While she’s not saying the omission of her name led to her loss, former Washington County Commission candidate Patricia Lynn Gothard is suing Wausau, saying the town violated her first amendment rights by refusing to run her political ad in the Possum Festival pamphlet.

PANAMA CITY — A former candidate for a county commission seat has sued the town of Wausau and its volunteer fire chief, claiming her freedom of speech was suppressed when her campaign advertisement was singled out to not be published in a Funday & Possum Festival pamphlet, according to court records.

Patricia Lynn Gothard recently filed a First Amendment lawsuit in the U.S. District of Northwest Florida against Wausau and Samuel Rudd, chief of the town’s volunteer fire department. In the lawsuit, Gothard claims that while she was campaigning in 2016 for the Washington County Commission, she was refused participation in a political pamphlet made available by the fire department to the thousands of attendees of the Wausau Possum Festival.

Gothard did not win the election for the commission seat but does not explicitly blame the loss on the lack of publicity.

Wausau “and … Rudd’s actions in concert with one another to ban Gothard’s ad from the town’s Possum Day book violated Gothard’s First Amendment protections of Free Speech,” the lawsuit states. “By allowing some ads to be included in the town’s Possum Day book, but prohibiting Gothard’s, (Wausau and Rudd) have arbitrarily and without statutory or other authority, suppressed one of the most sacred forms of free speech — political speech.”

In their response, the town argued that Gothard simply did not make the deadline to have an ad published in the pamphlet. Gothard is now asking the court to award compensatory and punitive damages to deter such discrimination of political speech in the future, court records stated.

But as part of Gothard’s lawsuit, she claims that she was the only political candidate excluded from the pamphlet. She pointed to several other candidates, who had not paid for an ad when she did, and still were publicized.

Wausau’s legal representatives did acknowledge many political candidates had not paid for their ads by the time it was sent off for publication. The difference, the town responded, was that those candidates previously had submitted an application. Gothard had not, court records show.

“On or about May 16, 2016, and more than two weeks after the deadline for submission of an application for ad space in the program had passed, (Gothard) submitted her application and payment,” Wausau’s response to the lawsuit stated. “… (Gothard’s) check for her ad submission was returned to her as her application was untimely.”

According to the lawsuit, the series of events began in May 2016 after Gothard had announced her candidacy for the District 5 seat on the Washington County Commission.
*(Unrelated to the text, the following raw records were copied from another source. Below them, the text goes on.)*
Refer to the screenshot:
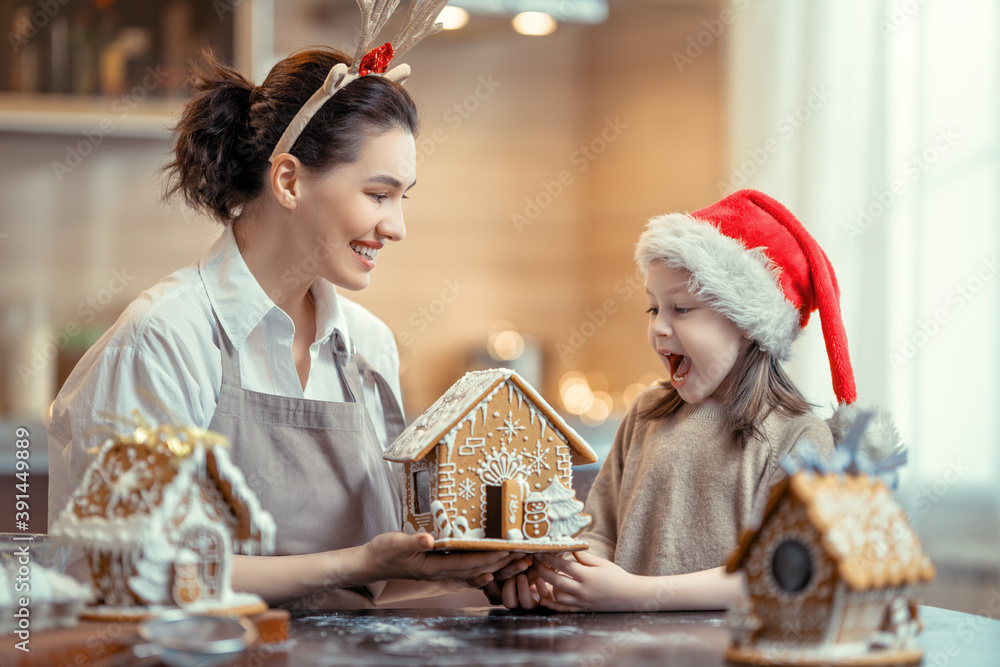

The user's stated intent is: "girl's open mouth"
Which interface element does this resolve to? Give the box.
[351,243,378,268]
[664,354,691,382]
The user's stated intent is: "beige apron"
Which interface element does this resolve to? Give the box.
[209,316,405,609]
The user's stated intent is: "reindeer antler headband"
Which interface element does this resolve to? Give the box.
[268,0,448,162]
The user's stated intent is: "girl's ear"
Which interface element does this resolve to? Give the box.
[268,153,305,211]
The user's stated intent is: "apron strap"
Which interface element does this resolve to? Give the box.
[357,354,406,443]
[212,308,243,389]
[333,330,406,442]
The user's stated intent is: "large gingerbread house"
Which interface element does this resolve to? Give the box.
[385,368,597,551]
[51,425,275,616]
[726,470,934,665]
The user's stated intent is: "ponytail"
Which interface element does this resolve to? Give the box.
[165,50,267,223]
[164,49,418,224]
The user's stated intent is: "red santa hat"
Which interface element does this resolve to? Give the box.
[635,190,899,456]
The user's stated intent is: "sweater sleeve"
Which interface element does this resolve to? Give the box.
[580,401,639,561]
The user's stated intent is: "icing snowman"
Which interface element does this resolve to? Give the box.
[524,500,549,539]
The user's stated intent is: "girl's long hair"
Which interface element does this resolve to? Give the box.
[639,340,813,448]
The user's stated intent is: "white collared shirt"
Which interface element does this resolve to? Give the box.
[48,227,402,522]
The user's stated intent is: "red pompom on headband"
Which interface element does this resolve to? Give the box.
[268,0,448,162]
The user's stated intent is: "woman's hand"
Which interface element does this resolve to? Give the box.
[532,551,644,611]
[361,532,522,588]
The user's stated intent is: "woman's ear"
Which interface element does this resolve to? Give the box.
[268,153,304,211]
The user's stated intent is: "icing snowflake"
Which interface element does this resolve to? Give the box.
[524,440,552,475]
[458,479,476,500]
[497,410,527,443]
[476,445,527,486]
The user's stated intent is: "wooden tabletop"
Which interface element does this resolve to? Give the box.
[0,607,1000,667]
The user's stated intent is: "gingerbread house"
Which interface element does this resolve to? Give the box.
[51,426,275,615]
[384,368,597,551]
[726,470,934,665]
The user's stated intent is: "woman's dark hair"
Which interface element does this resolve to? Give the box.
[639,340,812,448]
[164,49,418,224]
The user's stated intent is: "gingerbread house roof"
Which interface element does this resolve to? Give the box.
[727,472,934,591]
[51,439,276,555]
[383,368,597,465]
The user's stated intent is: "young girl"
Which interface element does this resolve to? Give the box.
[496,190,898,611]
[49,7,509,608]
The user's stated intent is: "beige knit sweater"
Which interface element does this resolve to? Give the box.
[581,388,833,575]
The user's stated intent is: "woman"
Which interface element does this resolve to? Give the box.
[49,50,512,608]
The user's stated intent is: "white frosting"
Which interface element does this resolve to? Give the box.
[524,476,590,539]
[51,440,276,609]
[385,368,597,463]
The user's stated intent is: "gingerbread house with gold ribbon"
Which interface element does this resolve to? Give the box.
[51,418,275,615]
[384,368,597,551]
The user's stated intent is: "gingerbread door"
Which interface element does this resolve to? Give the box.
[484,479,524,540]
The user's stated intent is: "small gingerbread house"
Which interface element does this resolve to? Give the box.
[51,426,275,611]
[726,470,934,665]
[384,368,597,551]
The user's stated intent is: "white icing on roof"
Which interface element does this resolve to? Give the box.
[384,368,597,463]
[51,439,276,555]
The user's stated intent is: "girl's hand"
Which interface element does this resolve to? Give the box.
[361,532,520,588]
[532,551,642,611]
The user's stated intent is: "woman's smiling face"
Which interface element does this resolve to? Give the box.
[646,262,749,404]
[296,128,416,291]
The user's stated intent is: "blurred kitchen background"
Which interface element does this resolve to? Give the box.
[0,0,1000,614]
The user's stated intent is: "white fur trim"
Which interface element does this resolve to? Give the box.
[826,403,904,463]
[635,213,800,359]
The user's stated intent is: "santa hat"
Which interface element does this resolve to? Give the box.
[635,190,899,460]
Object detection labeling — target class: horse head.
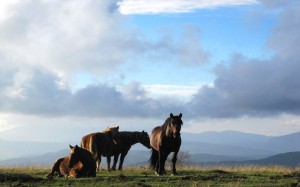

She learned then that Wausau’s volunteer fire department solicits advertisements from businesses and local candidates for political office that is available for the thousands of attendees to the town’s annual Possum Festival. Gothard submitted her application and paid $120 days before it was sent off for printing, the lawsuit states.

In July, Gothard’s check was mailed back to her and she was made aware that she would not be included in the Possum Festival pamphlet, she stated.

“When (Gothard) inquired as to the reason her check was returned, she was informed that Chief Sam Rudd refused to allow her ad to be printed in his book,” the lawsuit states. Gothard “was the only District 5 candidate who was denied the ability to place an ad in the program book.”

The lawsuit does not state the reason Gothard was told her ad would not be published. She still claimed that the exclusion was “arbitrary,” had no legal basis and that was a violation of the First Amendment protection of political speech.

Wausau has denied the allegations.

The case is scheduled to go before U.S. District Judge Robert Hinkle in October for mediation.